---
name: tai-theme-quality-metrics-and-improvement-curves
description: 'Use the Testing AI theme Quality Metrics and Improvement Curves to plan, review, or teach related AI quality work. Applies concepts and techniques from the book to testing AI, AI-generated software, and non-deterministic systems when relevant.'
---

# Quality Metrics and Improvement Curves

Skill name: `tai-theme-quality-metrics-and-improvement-curves`

Based on **Testing AI: Engineering Confidence in AI Systems** by **Jason Arbon**.

## Theme Purpose

Use these approaches when building 0-1 quality metrics, weighting sub-scores, using confidence intervals for release decisions, and explaining asymptotic AI quality curves.

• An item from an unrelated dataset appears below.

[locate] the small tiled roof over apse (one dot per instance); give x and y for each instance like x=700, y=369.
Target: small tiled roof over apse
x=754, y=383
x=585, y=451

Apply these concepts when testing AI, AI-generated software, model-backed features, agents, search, chatbots, RAG systems, generated code, dynamic interfaces, or other software whose behavior can vary across runs, users, data, tools, or time.

## How To Use This Theme

- Identify the behavior, capability, risk, or release decision being evaluated.
- Choose the relevant concepts below and turn them into concrete eval cases, samples, traces, checks, rubrics, metrics, or release gates.
- Prefer evidence that supports a decision: ship, canary, hold, rollback, or collect more samples.
- Report by slices and severe failures when averages hide risk.
- Preserve enough evidence that another person or agent can understand what was tested, how it was measured, and why the recommendation follows.

## Concepts And Techniques To Apply

- Build explicit 0-1 quality metrics from weighted sub-scores that match product value and risk.
- Use confidence intervals around quality metrics before deciding whether to release.
- For search, use NDCG or similar graded relevance metrics when ranking position matters.
- Expect AI quality curves to improve quickly at first, then taper asymptotically, with perfection remaining out of reach.

## Reporting Guidance

- State what was tested and what population the evidence represents.
- Explain uncertainty, missing coverage, severe failures, and known blind spots.
- Connect findings to a concrete decision or next action.
- Use topic-specific chapter skills only when deeper detail is needed; this theme skill should stand alone as practical guidance.